Engaging with the HSE
Once it became apparent that the Covid-19 pandemic was going to have a serious impact on Ireland, Keogh and the team began to engage with the HSE.
“We had some discussions with the HSE last week about availability and what they need,” he said. “We started the project as a whole to look at emergency situations. There are situations where people will need emergency ventilators. We’re hopeful we won’t need them in Ireland, but an awful lot of countries around the world won’t be that lucky.
“When we started the project, the HSE said they’re interested and want to keep in touch. If we can do tests next week, we will. We’ve had interactions with them and they’ve been excellent so far. They’re snowed under trying to deal with this whole thing but they have been excellent support for us so far.”
Join this Open Source Ventilator Project to give your time and expertise to help develop low-cost ventilators to fight #COVID19.

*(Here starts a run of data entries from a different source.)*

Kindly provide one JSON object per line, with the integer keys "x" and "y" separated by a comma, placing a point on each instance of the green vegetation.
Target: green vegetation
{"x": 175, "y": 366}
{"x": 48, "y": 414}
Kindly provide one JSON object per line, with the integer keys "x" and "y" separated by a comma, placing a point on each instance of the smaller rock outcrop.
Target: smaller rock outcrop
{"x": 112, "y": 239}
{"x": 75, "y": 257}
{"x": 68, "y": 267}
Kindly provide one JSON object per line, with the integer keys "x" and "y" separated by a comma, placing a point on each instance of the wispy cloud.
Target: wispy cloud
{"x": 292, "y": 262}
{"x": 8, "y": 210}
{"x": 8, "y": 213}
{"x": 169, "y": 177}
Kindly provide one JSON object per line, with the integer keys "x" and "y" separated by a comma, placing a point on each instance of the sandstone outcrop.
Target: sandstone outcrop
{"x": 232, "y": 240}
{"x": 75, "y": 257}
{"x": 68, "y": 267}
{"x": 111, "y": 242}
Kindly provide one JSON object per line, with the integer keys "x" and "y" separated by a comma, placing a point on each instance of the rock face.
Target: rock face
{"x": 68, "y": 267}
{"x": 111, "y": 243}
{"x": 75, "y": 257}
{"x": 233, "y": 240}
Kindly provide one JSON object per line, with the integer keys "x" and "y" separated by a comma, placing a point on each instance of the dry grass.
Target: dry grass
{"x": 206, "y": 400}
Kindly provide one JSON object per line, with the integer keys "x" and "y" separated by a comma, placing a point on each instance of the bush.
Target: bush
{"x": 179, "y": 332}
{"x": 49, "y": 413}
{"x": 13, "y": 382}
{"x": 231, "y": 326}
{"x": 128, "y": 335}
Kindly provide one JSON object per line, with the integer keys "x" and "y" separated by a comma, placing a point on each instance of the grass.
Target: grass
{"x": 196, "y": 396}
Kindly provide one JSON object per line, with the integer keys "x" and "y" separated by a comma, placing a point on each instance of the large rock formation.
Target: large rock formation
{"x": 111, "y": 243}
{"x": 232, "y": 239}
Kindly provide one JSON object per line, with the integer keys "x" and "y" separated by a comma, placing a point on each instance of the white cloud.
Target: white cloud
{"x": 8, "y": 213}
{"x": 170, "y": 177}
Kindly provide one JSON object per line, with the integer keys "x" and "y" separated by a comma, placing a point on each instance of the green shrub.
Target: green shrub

3D printing and testing is underway so all help is welcomed. Fast action needed. pic.twitter.com/oHMv8OW6aO
— Open Source Ventilator Ireland (@OSVentilator) March 16, 2020
At the moment, there is a lot of concern about medical devices, products and treatments being rushed to market in response to Covid-19. With the Open Source Ventilator, which could eventually be built anywhere and by anyone, Keogh said the group is taking these kinds of concerns into consideration.
“The goal is that we’ll never have to use this thing,” he said. “We are putting all of the focus on the medical professionals in our group, the anaesthesiologists, the doctors, the nurses, the people in the group who work in the medical profession every single day. They are leading the safety elements, all of the design, everything we come up with goes through them first.
“We don’t want to design something that has any potential to harm anybody or even get in the way or complicate medical processes. So, we are building in a lot of validation elements at the minute. We’ve developed the concepts as a group, we will manufacture them, prototype them and test them.
“We are going to liaise with the HSE and we will work with health services to get them tested and validated before we take it any further. Safety and health, as well as usefulness, are the top priorities.”
Validation under emergency circumstances
Validating a medical device can be a long and complicated process, and is not something that is typically done within a few weeks, or even within a few months.
But Keogh said this may be different under the current circumstances. “A normal medical device certification process takes years and is very tightly controlled and regulated. It’s a serious process. In this instance, nobody knows how you validate something that’s required so urgently at such high volume.”
Despite that, the Open Source Ventilator group is still working with doctors, medical professionals and people who have worked in the medical device industry for decades to develop the product as though it was going to be a certified medical device. “This is on the basis of keeping everything above board, keeping the logs in check and making the validation process easier,” Keogh added.
“If these devices are needed in an emergency, at least we’ve started the process of getting them validated properly, so if regulations need to be lifted to get them made in an emergency, we’re in the best position we can possibly be in to make something safe and healthy.”
Overall, Keogh said it’s important to keep open source at the very core of this project. It’s being built and designed by volunteers who want to make the finished product as open source and manufacturable “as humanly possible”, he added.